En tercer lugar, ha sido imposible para mí abstraerme de mi condición de padre y de rememorar una y otra vez al niño que fui. Recuerdo que a mis siete años le tenía miedo a casi todo. Le tenía miedo a la oscuridad y a la soledad. Si se combinaban las dos, la oscuridad y la soledad, el pánico me hacia correr con una mueca de terror hacia la luz, hacia la compañía. Me daban miedo los regaños de mi mamá, la fuerza de mis hermanos y la seriedad de mi papá. Me daban miedo los ruidos estridentes y los susurros que no identificaba. Creía en fantasmas, en zombies, en momias y en todo lo que viniera de la muerte para asustarme. Me daba miedo no haber hecho la tarea y la amonestación de la maestra. Me daban miedo mis compañeritos fortachos y me daba miedo cruzar la calle solo. Mis siete años fueron la edad del miedo. Lo viví con intensidad a pesar de que nunca me pasó nada extraordinario, salvo una vez que se me movió una mesa de noche sola. Al final, creo que esa mesa no la movió nada distinto al miedo. Bien, todo esto lo digo porque creo que todos vivimos los siete años acompañados del miedo como algo natural al descubrir el mundo y sus riesgos, los verdaderos y los de la imaginación. Y lo digo porque no me imagino qué pudo sentir la pequeña Yuliana de siete años a la que sus peores temores se le volvieron una realidad tremendamente cruel, vacía de piedad y con toda la sevicia de un monstruo que se salió de cualquier pesadilla para hacerla sufrir, doler, desgarrar y sofocar hasta morir. Solo por empatía, por solidaridad, por mera curiosidad vuelva cada uno de ustedes a sus siete años y piense en lo que más le daba miedo. Ahora quizás estos recuerdos sean solo anécdotas. Para Yuliana Andrea Samboní Muñoz fue su último instante, su último respiro, su último juego infantil antes de terminar su existencia en las garras, en el pene, en los instintos más bajos y macabros del capricho de un maldito psicópata avalado por la complacencia de una familia permisiva y pusilánime. Yo recuerdo mis miedos de los siete años conteniendo la respiración porque siempre temí que se convirtieran en realidad. Ahora que se acaba este 2016, el año de Yuliana, no puedo sacarme de la cabeza a la pobre niña salida de una vereda de Bolívar, Cauca resistiéndose a los miedos más grandes de un niño: La muerte y el dolor. No lo puedo superar y tiemblo escribiendo estas líneas. No lo puedo evitar. No me puedo contener. Esto me deshace y me marca con un sello indeleble este 2016.

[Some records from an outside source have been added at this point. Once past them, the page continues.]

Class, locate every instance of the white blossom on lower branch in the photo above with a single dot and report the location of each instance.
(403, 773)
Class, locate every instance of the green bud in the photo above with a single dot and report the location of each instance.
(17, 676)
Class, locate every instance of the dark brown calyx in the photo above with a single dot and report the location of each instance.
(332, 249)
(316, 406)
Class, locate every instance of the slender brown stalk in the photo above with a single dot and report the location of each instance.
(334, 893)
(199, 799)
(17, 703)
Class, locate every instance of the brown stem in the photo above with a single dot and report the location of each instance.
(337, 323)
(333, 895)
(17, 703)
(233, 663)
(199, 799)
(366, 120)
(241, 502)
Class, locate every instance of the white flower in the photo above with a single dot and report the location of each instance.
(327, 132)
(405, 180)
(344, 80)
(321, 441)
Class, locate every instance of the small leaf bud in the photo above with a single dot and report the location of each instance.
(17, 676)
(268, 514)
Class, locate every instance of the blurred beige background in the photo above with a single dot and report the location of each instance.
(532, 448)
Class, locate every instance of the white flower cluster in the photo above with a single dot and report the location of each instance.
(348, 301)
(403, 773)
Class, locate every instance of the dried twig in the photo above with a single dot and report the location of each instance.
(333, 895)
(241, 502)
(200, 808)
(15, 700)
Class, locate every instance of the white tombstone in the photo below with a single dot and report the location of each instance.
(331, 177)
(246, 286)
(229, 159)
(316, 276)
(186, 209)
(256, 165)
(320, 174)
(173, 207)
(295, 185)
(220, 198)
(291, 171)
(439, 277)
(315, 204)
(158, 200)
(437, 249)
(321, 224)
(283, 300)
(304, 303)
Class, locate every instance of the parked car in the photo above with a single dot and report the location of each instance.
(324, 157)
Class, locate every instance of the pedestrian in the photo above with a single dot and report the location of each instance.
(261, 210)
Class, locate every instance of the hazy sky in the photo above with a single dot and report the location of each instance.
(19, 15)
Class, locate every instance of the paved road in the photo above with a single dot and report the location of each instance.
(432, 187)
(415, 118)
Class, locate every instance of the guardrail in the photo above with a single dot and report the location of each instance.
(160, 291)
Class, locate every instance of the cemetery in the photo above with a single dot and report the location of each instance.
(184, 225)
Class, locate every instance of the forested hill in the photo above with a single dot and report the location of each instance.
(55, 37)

El 2016 para mí fue el año de Yuliana y su martirio se ha convertido en el símbolo de todo por lo que debemos luchar para recuperar la dignidad de un país vapuleado por sus clases dominantes. Que en 2017 la lucha por los derechos de los niños y las niñas se constituya en el verdadero camino hacia la paz. No entiendo cómo Juan Manuel Santos se pudo parar con tanto orgullo, altivez y convicción frente a la comunidad internacional para recibir un Nobel de Paz mientras en Colombia despedazaban la integridad, dignidad y vida de la pequeña Yuliana. No entiendo cómo se puede reducir una palabra tan importante y amplia como “paz” a una simple negociación entre dos actores violentos e interesados que solo están definiendo una repartición complaciente de poder mientras a nuestros niños y niñas los abusan, los torturan, los asesinan y los dejan morir de hambre. ¿Cuál paz? La paz está en reivindicar la memoria de la pequeña Yuliana para que esto jamás vuelva a pasar.

Feliz 2017 para todos ustedes. Que ojalá el próximo sea el año de los niños y las niñas de Colombia, por nuestro verdadero futuro, por nuestra verdadera paz.